Making embeddings more accurate?

I currently have a model using the Ada-002 text embeddings, then querying from there using GPT 3.5, this model searches over a BUNCH of PDF’s containg product specifications.

I’ve noticed there are some simple and understandable mistakes the model makes with finding the right information, I think it is as a result of the text formatting on itself, the model doesn’t quite understand it in the way its visually presented.

How could I fine tune/customize/improve the model to be more accurate and better understand the data set?

I am aware that one cannot fine tune the embeddings models, are there ways to improve the quality/accuracy of the results?


Visually represented? How did you embed your PDFs?

I meant the difference between what a PDF looks like visually versus how the model can read it.

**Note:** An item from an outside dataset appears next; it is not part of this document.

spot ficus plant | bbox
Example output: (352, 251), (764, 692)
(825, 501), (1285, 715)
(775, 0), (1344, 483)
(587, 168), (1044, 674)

In particular the organization of the rows. See below

I currently have it held in a blob and I am reading it via ML client.

Right now it’s not possible. Do you think that the problem was related to formatting or words/concepts that the models do not have enough knowledge about it?

I am aware that one cannot fine tune the embeddings models, are there ways to improve the quality/accuracy of the results?

Q&A retrieval performance may also be improved with techniques like HyDE, in which questions are first transformed into hypothetical answers before being embedded. Similarly, GPT can also potentially improve search results by automatically transforming questions into sets of keywords or search terms.

I’m still not sure what you mean.

When you send your content to the embedding endpoint you send it as a single raw string. You would need to preprocess your PDF file first. Unless I’m mistaken you can’t send files and the endpoint does not assume anything of the content it receives.

Are you using some sort of intermediate service to process it for you?

Yes, I’m processing it via Azures urifolder to faiss processor.

It takes a folder via uri and processes it then uses Ada.

pipeline_job = urifolder_to_faiss(parameters etc)

Would you recommend a different text processor?

Ah. This would be an issue with your processor and not the embedding model. I haven’t used it before & can’t help you any further, sorry.

You may want to see how it’s processing your PDFs.

As you mentioned it’s difficult to respect the visual boundaries of a PDF. Some bake in text, some don’t.

I would recommend an OCR like Google Document AI. Their models are pretty good and can be further trained.